Joe Camporeale-USA TODAY Sports
Joe Camporeale-USA TODAY Sports

Red Bull gives you wings, or so they say. Ten years to the day since MetroStars were rebranded as New York Red Bulls, their supporters have seen the wings clipped, let loose, clipped again, and now on a steady flight to where they believe they belong. Finally.

Expectancy is one of soccer’s greatest hindrances, and throughout its 21-year history, this franchise has carried it in abundance.

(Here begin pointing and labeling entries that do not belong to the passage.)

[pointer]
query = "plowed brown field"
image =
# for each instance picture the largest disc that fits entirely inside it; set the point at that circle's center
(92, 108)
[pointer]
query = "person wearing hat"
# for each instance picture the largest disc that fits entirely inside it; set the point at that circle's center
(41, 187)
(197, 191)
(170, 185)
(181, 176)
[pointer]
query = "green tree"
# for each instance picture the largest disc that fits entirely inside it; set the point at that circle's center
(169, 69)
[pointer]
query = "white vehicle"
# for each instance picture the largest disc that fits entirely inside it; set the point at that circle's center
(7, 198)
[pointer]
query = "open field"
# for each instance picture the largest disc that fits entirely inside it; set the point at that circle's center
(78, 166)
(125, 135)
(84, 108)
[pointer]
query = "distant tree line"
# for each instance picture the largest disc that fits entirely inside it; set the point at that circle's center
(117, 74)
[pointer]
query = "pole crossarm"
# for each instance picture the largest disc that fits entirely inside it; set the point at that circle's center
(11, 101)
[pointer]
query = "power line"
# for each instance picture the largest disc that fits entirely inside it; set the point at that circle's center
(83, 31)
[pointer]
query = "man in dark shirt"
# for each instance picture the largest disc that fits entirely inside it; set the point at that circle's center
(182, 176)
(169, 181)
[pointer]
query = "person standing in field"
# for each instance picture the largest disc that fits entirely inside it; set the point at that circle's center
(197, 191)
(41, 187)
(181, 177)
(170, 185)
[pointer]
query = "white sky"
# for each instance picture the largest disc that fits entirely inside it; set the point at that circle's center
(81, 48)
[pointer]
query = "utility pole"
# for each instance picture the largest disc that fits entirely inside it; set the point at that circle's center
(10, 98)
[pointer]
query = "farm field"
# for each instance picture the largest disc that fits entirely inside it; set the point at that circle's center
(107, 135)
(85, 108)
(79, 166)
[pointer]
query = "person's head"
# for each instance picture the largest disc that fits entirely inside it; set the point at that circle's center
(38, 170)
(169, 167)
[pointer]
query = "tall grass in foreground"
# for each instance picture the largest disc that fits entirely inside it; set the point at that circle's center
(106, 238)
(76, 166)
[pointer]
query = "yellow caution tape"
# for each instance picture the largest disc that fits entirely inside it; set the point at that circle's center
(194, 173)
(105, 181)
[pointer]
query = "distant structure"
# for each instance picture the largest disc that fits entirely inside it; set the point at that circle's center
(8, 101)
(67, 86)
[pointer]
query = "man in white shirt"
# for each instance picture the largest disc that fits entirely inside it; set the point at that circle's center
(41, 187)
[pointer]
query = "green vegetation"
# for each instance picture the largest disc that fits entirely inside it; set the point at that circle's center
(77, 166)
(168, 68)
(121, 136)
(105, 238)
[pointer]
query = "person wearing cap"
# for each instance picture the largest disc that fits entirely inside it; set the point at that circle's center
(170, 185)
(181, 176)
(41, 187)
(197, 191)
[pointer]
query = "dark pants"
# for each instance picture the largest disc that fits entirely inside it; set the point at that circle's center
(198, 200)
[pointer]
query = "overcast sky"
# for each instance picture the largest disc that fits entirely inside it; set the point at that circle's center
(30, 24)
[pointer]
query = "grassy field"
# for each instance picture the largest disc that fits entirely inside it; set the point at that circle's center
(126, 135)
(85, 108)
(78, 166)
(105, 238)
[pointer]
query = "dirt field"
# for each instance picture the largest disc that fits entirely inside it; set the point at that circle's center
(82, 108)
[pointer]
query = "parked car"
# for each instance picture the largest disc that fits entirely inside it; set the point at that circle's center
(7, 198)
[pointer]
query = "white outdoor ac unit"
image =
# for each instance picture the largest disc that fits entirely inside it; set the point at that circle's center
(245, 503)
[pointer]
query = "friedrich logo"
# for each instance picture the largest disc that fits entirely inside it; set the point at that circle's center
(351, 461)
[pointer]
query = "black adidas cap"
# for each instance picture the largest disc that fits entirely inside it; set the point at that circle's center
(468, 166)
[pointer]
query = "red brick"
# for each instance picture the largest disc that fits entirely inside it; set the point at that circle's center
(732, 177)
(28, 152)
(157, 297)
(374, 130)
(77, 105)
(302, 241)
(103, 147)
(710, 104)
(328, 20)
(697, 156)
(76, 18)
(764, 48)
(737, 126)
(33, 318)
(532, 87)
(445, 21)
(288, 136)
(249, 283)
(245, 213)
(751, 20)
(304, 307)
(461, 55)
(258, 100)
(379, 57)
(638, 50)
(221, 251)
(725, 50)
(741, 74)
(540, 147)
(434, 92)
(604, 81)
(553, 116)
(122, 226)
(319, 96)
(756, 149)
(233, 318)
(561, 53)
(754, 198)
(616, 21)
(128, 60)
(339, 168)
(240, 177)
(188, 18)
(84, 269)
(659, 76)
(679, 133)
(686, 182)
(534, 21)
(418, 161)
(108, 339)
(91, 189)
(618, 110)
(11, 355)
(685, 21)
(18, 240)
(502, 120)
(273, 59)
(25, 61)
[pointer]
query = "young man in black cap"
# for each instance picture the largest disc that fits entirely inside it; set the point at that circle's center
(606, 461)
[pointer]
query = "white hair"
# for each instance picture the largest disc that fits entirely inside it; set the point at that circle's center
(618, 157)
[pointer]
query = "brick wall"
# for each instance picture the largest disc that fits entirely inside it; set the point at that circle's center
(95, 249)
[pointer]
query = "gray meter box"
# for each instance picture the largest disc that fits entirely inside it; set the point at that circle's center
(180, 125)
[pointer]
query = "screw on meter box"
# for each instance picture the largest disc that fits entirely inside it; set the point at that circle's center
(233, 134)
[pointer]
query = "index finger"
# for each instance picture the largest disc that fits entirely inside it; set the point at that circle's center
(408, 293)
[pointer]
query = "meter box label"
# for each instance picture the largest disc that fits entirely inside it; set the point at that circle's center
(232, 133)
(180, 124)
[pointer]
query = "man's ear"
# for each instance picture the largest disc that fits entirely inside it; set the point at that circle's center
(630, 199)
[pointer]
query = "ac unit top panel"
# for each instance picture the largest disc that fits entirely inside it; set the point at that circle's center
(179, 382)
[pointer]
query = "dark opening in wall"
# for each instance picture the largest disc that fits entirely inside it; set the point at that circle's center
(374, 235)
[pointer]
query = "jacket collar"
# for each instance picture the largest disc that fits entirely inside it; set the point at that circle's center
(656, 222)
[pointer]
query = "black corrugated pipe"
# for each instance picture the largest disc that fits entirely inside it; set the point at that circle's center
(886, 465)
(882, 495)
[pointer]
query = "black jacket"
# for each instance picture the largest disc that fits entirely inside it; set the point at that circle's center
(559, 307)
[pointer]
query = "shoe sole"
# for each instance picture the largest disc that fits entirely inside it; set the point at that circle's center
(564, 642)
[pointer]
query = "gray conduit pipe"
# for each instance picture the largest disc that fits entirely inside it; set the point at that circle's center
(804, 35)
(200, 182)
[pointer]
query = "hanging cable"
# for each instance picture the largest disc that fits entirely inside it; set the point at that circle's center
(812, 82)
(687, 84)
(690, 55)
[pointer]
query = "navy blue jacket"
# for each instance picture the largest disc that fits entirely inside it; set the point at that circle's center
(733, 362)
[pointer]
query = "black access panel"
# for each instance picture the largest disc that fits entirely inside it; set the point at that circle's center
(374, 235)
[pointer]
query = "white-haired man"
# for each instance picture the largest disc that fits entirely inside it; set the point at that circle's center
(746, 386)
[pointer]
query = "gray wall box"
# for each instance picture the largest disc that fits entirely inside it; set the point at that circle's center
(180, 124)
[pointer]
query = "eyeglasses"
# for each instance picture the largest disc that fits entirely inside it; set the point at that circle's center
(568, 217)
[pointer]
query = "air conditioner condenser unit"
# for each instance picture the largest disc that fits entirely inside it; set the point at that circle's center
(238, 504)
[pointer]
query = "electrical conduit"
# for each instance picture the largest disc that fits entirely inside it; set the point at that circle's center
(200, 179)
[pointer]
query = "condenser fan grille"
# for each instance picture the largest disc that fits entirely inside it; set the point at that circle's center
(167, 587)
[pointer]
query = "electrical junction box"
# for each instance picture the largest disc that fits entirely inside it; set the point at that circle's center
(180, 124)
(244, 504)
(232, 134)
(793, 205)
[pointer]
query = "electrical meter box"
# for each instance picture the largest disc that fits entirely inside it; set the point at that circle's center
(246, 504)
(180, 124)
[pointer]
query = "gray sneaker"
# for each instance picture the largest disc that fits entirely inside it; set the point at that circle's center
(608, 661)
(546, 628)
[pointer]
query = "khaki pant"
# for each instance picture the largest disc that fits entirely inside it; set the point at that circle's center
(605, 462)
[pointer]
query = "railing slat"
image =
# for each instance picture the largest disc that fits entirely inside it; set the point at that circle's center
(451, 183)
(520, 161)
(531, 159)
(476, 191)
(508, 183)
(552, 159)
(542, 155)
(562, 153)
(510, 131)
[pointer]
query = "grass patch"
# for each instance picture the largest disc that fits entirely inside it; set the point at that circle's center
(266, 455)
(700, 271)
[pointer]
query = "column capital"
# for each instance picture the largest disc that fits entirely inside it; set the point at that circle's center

When New York/New Jersey MetroStars were founded in 1995 and ahead of the inaugural season a year later, the overriding belief was that success would soon follow.  



It didn’t materialize; the average attendance at Giants Stadium dropped from 23,898 in the inaugural 1996 season to 14,706 just four seasons later, with just two MLS playoff quarterfinal appearances in that period.

The high-profile head coaches came and went, namely Carlos Queiroz and Carlos Alberto Parreira, and so did the players, Lothar Matthaus and Roberto Donadoni among them.

By 2006, eight head coaches had gone through the revolving doors, and the MetroStars had topped the Eastern Conference just once, going out at the playoff semifinals stage in 2000.

The franchise took their name too literally, and each MetroStars rebuild on the pitch during that decade was centered around marquee players who more often than not disappointed.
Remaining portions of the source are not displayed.